Opening sequences of the first episode beckon us into Holmes’ formative years, retracing her awkward, preteen steps. Peering into Holmes’ teenage bedroom, she frenziedly prances around to the sound of Alabama’s “I’m in a Hurry (And Don’t Know Why),” following the news of her father’s layoff as vice president of Enron—a now–bankrupt energy company charged with banking fraud. This early look into Holmes’ instinctual crisis response style foreshadows future scenes capturing her as the center of turbulent relationships and business confrontations. 

Supposedly hailing from a long line of inventors and businessmen, a younger Holmes proclaims her sole ambition to become a billionaire with striking sincerity. Like many women before her, she's quickly confronted with the reality women face in professional landscapes—undermined and doubted by colleagues, professors, and investors. But as Holmes stakes her claim in the startup realm as CEO of Theranos, the intangible glass ceiling transforms into a tangible mirror where the audience observes Holmes donning a crimson red lip, practicing a deepened, masculine voice for effect. 

One might characterize her stark transformation as a manifestation of borderline psychopathic behavior. Some critics declared that the show fails to successfully humanize Holmes, arguing that she's undeserving of such holistic or forgiving portrayal. Regardless of whether such depiction is justified, viewers are at risk of becoming enthralled by the drama. Like a supernova, Holmes is a star who emits brilliant light, only to explode catastrophically shortly thereafter. 

Like many CEOs of the tech startup era, Holmes’ flawed leadership tactics and promises of grandeur only seemed to fuel the dumpster fire that was Theranos circa 2015. The decade following the birth of the startup saw a saturation of highly animated individuals promising to revolutionize technology in unexpected ways. This promise was likely founded in some truth given the novelty of the emerging technology. But, by the time Theranos and Holmes began to lose footing in the promises made to investors and partners, the ideals of global impact through technology were increasingly commonplace. Perhaps like the waning novelty of the startup, docudramas like The Dropout are increasingly destined for obsolescence. 

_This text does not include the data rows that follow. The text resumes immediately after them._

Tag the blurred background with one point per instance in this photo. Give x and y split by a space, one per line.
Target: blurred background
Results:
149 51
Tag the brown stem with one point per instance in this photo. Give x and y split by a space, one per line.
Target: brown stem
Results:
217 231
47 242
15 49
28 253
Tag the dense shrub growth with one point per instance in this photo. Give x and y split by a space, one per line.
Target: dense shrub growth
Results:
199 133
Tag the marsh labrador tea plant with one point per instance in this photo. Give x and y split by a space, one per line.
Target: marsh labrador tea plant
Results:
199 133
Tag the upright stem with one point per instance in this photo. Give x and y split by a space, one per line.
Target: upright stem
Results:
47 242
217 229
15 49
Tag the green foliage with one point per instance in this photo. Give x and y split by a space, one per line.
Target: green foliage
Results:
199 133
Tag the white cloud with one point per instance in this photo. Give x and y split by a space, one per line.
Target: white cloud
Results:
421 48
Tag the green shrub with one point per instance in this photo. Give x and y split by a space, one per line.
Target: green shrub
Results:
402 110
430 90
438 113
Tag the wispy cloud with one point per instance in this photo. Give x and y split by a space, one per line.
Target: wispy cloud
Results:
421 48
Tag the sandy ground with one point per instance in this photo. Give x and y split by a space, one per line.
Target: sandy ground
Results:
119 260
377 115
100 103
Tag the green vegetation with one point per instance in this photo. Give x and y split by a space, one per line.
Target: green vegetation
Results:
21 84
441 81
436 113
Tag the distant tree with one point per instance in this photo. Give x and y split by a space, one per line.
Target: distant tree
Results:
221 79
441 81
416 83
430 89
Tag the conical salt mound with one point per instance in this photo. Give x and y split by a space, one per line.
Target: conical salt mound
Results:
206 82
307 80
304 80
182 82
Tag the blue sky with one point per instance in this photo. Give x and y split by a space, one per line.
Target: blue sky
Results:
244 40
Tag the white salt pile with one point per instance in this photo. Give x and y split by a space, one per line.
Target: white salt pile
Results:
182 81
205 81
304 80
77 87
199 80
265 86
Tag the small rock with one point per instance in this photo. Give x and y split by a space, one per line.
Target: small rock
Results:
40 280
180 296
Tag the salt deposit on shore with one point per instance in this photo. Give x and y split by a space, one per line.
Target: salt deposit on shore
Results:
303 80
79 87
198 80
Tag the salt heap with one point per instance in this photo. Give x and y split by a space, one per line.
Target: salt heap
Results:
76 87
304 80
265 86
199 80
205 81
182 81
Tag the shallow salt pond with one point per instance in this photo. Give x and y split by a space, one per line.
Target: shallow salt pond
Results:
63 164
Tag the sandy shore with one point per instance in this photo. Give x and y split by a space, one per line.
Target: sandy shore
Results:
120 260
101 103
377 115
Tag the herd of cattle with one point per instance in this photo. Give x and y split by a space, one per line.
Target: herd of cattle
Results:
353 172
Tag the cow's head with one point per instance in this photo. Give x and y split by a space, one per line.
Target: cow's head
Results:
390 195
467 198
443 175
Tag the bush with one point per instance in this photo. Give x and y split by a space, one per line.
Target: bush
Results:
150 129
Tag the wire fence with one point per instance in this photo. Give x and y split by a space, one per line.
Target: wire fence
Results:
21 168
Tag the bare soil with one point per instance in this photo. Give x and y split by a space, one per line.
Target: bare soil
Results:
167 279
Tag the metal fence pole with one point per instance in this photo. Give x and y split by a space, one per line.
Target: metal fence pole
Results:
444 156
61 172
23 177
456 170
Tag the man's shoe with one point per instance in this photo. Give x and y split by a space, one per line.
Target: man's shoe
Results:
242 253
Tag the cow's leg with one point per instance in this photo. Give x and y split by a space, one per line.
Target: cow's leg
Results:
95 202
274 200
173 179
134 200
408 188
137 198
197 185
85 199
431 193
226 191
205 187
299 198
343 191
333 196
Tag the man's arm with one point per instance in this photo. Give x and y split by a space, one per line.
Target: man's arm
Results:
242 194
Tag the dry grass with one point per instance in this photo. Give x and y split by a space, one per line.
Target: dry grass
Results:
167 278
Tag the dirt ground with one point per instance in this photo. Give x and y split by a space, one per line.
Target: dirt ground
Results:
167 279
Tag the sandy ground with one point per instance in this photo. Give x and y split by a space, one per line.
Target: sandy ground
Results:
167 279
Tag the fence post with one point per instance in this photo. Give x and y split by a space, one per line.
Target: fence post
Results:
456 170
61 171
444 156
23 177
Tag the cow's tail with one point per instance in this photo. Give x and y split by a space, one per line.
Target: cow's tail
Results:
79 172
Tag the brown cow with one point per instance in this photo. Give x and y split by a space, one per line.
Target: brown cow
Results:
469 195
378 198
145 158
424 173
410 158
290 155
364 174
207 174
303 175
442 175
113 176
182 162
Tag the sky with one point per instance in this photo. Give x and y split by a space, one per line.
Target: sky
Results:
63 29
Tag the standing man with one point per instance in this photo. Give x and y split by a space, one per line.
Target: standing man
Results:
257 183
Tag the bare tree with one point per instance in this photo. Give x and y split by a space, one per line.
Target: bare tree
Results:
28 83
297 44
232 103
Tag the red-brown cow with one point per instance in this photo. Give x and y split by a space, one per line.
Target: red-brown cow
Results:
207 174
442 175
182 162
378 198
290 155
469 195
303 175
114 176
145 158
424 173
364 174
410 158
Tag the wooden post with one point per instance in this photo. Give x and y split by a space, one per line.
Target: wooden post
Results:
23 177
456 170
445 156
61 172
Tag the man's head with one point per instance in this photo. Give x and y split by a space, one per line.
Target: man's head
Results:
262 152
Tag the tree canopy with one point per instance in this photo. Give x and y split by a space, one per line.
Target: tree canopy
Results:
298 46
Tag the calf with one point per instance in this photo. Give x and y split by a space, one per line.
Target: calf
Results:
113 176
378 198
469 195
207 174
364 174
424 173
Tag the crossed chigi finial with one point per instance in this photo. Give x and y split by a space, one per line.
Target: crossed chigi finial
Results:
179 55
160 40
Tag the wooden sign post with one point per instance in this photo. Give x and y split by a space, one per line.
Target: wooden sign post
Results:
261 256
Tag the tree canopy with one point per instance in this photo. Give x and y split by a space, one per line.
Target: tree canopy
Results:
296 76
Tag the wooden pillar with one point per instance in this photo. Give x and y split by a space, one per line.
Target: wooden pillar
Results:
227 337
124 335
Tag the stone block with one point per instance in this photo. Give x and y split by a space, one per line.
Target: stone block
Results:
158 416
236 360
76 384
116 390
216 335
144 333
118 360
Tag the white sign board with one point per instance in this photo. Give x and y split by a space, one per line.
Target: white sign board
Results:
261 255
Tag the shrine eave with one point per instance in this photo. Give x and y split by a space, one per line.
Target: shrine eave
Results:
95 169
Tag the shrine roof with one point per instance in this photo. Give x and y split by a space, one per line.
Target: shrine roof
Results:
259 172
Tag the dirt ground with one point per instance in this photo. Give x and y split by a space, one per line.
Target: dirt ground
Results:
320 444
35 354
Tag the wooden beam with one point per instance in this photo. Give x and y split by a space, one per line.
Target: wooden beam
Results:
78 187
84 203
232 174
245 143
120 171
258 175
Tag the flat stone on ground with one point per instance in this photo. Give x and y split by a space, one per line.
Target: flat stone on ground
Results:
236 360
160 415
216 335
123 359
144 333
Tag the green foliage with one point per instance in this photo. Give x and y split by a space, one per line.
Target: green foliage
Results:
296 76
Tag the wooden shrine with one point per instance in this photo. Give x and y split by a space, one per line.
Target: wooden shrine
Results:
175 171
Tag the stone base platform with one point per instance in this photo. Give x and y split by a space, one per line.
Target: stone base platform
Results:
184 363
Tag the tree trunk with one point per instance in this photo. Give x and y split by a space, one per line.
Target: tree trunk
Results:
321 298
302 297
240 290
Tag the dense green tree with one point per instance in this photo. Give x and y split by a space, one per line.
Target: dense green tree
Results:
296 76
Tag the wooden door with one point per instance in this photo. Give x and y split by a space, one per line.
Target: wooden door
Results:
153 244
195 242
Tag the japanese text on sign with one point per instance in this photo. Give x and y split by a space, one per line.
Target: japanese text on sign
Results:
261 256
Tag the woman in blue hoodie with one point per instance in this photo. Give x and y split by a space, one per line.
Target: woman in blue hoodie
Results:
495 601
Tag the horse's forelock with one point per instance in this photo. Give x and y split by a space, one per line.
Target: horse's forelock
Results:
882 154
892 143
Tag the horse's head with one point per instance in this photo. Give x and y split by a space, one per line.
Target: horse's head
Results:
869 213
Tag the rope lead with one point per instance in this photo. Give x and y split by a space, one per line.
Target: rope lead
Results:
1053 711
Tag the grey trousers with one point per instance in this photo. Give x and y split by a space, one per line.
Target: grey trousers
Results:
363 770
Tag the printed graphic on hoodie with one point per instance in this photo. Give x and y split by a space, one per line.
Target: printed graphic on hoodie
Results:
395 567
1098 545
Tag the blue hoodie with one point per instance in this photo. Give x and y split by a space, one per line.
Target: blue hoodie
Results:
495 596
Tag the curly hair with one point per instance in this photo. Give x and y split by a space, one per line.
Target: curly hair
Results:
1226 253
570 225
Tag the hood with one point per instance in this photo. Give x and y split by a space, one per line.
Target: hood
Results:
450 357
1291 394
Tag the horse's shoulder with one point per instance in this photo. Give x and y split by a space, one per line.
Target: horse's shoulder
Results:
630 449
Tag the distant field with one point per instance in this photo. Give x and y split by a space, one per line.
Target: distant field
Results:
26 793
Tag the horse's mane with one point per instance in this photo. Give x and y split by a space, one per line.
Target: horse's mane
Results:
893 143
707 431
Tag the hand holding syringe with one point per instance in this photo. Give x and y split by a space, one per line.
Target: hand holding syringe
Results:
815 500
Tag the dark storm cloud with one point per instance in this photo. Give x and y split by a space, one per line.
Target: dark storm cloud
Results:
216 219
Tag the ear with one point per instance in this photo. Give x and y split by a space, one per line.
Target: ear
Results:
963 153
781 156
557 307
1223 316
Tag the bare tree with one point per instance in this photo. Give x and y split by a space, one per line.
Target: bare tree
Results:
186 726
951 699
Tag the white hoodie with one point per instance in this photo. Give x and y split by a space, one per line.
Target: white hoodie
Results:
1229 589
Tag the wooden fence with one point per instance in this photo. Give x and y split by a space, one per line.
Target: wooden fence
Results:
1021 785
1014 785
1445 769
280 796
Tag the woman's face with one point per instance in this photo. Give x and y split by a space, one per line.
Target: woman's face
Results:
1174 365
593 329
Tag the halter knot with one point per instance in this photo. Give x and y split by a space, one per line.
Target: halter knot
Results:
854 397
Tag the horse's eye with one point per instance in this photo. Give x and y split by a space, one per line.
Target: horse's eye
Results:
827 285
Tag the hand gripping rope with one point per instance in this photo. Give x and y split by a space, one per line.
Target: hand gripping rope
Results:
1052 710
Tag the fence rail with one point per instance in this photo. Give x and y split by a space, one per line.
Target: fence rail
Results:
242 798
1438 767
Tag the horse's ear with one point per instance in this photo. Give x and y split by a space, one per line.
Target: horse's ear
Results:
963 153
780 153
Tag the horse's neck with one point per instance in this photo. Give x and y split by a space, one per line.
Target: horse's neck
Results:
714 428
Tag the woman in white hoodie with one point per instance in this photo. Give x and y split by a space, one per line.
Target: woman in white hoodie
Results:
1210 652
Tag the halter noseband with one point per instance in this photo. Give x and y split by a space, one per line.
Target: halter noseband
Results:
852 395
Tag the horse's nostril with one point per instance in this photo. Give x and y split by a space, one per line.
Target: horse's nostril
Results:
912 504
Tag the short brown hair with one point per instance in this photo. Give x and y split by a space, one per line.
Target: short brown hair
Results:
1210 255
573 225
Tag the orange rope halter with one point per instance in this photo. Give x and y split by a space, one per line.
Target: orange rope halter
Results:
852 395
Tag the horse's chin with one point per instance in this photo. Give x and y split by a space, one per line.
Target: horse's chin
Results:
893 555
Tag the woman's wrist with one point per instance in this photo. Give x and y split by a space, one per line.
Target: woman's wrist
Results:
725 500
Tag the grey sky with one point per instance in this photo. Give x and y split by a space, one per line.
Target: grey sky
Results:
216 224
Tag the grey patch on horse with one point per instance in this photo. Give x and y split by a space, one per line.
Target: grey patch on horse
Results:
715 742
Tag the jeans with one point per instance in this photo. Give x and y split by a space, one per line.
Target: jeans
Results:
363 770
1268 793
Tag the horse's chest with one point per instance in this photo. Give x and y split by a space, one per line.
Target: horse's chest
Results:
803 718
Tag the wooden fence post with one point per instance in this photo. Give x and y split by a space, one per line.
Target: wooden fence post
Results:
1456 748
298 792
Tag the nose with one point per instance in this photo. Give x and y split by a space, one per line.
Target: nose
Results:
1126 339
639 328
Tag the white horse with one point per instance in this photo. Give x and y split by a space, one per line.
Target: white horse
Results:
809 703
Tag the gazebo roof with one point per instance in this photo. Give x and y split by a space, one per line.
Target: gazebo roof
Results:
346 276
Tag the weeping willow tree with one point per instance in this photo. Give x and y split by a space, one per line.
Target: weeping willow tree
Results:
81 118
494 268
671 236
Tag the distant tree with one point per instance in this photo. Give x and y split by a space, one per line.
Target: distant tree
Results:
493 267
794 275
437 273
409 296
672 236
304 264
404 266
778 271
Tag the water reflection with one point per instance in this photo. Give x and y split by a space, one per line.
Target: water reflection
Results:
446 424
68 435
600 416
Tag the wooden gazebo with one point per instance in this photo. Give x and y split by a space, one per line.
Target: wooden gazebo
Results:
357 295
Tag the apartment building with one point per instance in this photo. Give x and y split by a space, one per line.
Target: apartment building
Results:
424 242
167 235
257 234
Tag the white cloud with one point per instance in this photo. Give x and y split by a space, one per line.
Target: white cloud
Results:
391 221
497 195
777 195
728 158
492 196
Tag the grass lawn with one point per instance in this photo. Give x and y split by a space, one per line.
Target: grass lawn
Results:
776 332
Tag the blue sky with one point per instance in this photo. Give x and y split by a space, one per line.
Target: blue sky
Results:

Saturation may be the greatest downfall of technology, and streaming platforms are no stranger to the phenomena. While Hulu’s The Dropout boasts impassioned performances from Seyfried and her co–star Naveen Andrews, playing Holmes’ then–boyfriend Sunny Balwani, the show finds itself among an onslaught of docudrama series released in recent years—ultimately a singular drop in a vast ocean. Hulu is in close company with other streaming platforms churning out TV series, documentaries, and movies in the docudrama/biopic genre, Time Magazine even coining the term “docu–mania.”

In the scramble for viewers, streaming platforms have found success in monetizing shocking, true stories and current events, with an exponentially shrinking production period. It appears any pop culture event of significance is destined to be repackaged and produced over the span of a few short years, or even months. In a dramatic instance, the tragedy of Travis Scott’s Astroworld Festival led to Hulu uploading a journalistic account, Astroworld: Concert from Hell, only a month after the original event occurred. 

While the saturation of docudramas in recent years reflects the succinct repackaging viewers desire most, such desires do not come without danger. 

Viewers might do well to question the appeal of media inspired by true events. Audiences should think about whether there are consequences of spinning such tales into multimillion–dollar projects, garnering widespread success and critical acclaim. When true stories become dramatized for consumption, viewers are at risk of experiencing a disconnect from the truths strewn throughout and at the heart of the storylines. 

Hulu recently chose to roll out its original shows in staggered releases, initially dropping a bundle of episodes, then releasing subsequent episodes on a weekly basis. This approach is atypical for a streaming platform, but it provides the opportunity for viewers to interact with episodes and ruminate on week–to–week developments, particularly with drama series. The Dropout has followed this format, currently sitting at five episodes, with a total of eight planned. There is hope that as the storyline develops, depicting the mounting challenges Theranos and Holmes face, the show will construe a holistic representation of the missteps and bad–faith promises made at the biotech startup. It's yet to be determined whether truth and entertainment can coexist in the modern media landscape.

Perhaps media creatives can only try to recount true events in an accessible, honest manner. But as Yoda, and the once–Theranos lobby wall, proclaim: “Do or do not. There is no try.”